To be honest, I’ve been taking this kind of approach for so long I didn’t think it was a special challenge this time. When I started to make music, I didn’t have any musical instruments so I tried to find and record something nice from the sounds in my daily life, recorded with my headphones (influenced by KRS ONE‘s sleeve ‘Return of The Boom Bap’). I’ve tried many ways to make music since then, but one day, I noticed my first experience might be my unique method.
Describe for our readers, how you typically go about conceiving and executing an idea for a track?
The most important thing for my music is reality. Of course I know it depends on the people and how real the situation is, so I try to find a common feeling. I’ve tried to record and use so many kind of materials. I think I’m getting to know the sounds little by little. e.g. if I use the sound which everyone knows, the sound can remind the people of their memories.

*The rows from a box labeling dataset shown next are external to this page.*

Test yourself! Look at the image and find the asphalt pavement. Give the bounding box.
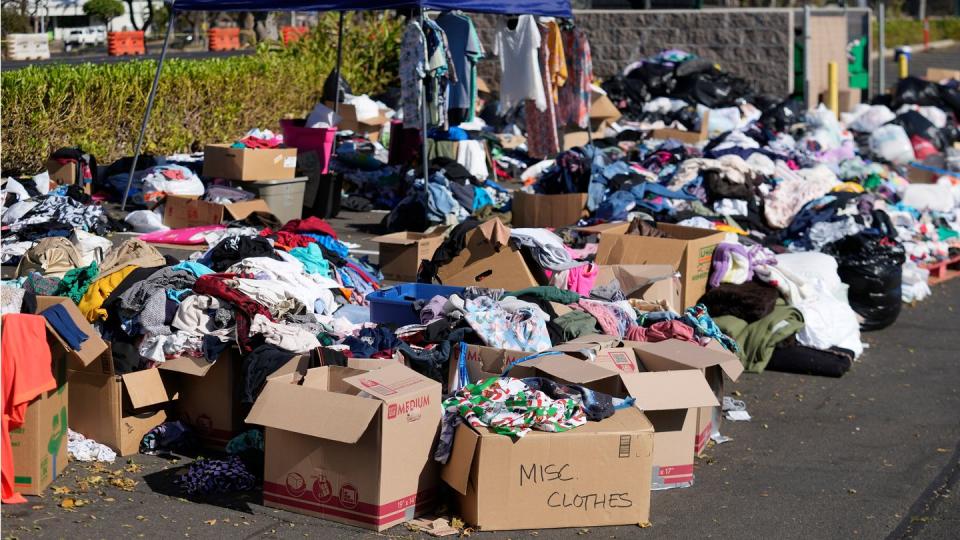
[0,208,960,539]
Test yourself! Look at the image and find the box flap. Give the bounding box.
[620,369,719,411]
[631,339,743,381]
[246,375,381,444]
[159,356,214,377]
[120,369,170,409]
[440,424,480,495]
[37,296,107,367]
[343,364,439,401]
[223,199,273,219]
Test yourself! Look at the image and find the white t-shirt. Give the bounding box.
[493,15,547,111]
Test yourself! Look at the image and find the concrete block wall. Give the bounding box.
[473,9,795,96]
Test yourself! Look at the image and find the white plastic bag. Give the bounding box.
[870,124,916,163]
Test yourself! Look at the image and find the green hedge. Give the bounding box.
[0,14,402,173]
[873,17,960,49]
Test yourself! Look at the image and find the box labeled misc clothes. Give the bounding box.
[443,408,654,531]
[597,223,724,307]
[373,229,446,282]
[512,191,587,228]
[247,364,441,531]
[203,144,297,181]
[163,195,271,229]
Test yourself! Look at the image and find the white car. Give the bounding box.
[63,27,107,45]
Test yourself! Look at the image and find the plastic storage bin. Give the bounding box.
[367,283,463,326]
[243,176,307,223]
[280,119,337,174]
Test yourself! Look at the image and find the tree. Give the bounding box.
[83,0,126,27]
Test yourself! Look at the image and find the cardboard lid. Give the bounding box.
[120,369,170,409]
[620,369,719,411]
[343,363,440,401]
[246,368,381,444]
[632,339,743,381]
[440,424,480,495]
[158,356,214,377]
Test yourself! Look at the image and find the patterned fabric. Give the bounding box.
[525,23,560,158]
[558,28,593,129]
[464,296,551,352]
[443,377,587,438]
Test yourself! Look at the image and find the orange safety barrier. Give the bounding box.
[107,30,147,56]
[207,28,240,51]
[280,26,310,45]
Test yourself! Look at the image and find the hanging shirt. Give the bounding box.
[400,22,427,129]
[493,15,547,111]
[437,13,484,122]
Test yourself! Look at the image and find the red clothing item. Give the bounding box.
[0,313,57,504]
[260,227,316,251]
[191,274,274,353]
[280,216,337,238]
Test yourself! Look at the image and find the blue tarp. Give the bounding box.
[167,0,573,18]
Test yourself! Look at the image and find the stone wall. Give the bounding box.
[474,9,794,96]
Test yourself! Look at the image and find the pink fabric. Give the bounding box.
[627,321,701,345]
[140,225,226,246]
[567,264,600,296]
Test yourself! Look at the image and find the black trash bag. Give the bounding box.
[823,211,906,330]
[890,111,945,152]
[323,69,353,102]
[893,77,943,109]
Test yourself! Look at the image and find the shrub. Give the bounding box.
[0,14,402,172]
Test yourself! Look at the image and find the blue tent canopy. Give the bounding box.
[167,0,573,18]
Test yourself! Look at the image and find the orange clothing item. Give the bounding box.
[0,313,57,504]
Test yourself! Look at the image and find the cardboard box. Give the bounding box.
[247,365,441,531]
[437,219,539,291]
[650,111,710,144]
[373,229,446,282]
[596,223,724,308]
[159,347,250,450]
[596,264,683,313]
[632,339,743,456]
[447,344,534,388]
[323,101,390,142]
[68,348,177,456]
[442,408,655,531]
[163,195,272,229]
[514,344,718,489]
[513,191,587,228]
[203,144,297,181]
[10,346,69,495]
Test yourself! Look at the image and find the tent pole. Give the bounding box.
[333,11,344,114]
[420,8,430,182]
[120,8,177,212]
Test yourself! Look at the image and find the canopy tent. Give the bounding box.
[120,0,573,210]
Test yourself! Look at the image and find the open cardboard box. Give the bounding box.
[159,347,249,449]
[372,227,448,282]
[203,144,297,181]
[512,191,587,228]
[4,344,69,495]
[437,219,539,291]
[442,408,654,531]
[597,223,724,308]
[247,364,441,531]
[650,111,710,144]
[511,344,718,489]
[163,195,272,229]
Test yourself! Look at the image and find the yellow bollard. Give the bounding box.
[827,62,840,118]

Aside from the found sounds which form the basis of your work, what more conventional musical influences do you have?
I’ve always been crazy about black music, like Hip-Hop, R&B, Jazz, African tribal music. I’m learning so much about their sense of rhythm.
Have you ever received formal music training, or are you entirely self-taught?
I was learning a piano when I was a lot younger, but I was not a serious student at all. When I started to make music, I didn’t have any other friends who make music… so it’s very close to self-taught.
Although your work is very original and experimental in its construction, what is noticeable to me is how melodious your work still is. How much do more conventional musical concerns like melody and rhythm feature as part of your creative process, given your commitment to such unorthodox methods?
The relationship between rhythm and melody is very important. Strong rhythm sometimes helps emotional melodies and smooth melody sometimes makes a rhythm conspicuous. Everything needs balance, but at the same time, I’m very interested in how I loosen the balance.
How beneficial was the experience you had at Red Bull Music Academy in Madrid?
The biggest thing was meeting others I was making music alone for a long time before I joined the Academy, but I knew how interesting a collaboration is. Also the Red Bull Music Academy staff are still supporting me a lot. I have to return the favour to them by doing my best!
Considering the unorthodox nature of your style, is collaboration with other artists something you’re open to – or do you think it would compromise the integrity of your work?
I think I know the difference of collaboration and solo creation and the pleasures are different as well. My style is useful in almost all the cases, I bring many of my recorded sounds and enjoy how people add their originality. It’s different from a compromise for me.
Going forward what creative ambitions do you have for your work?
Some people know I learnt architecture. I love relation between spatial element and substance. I would love to make physical materials with sound one day. I want to spread the possibility of the sound.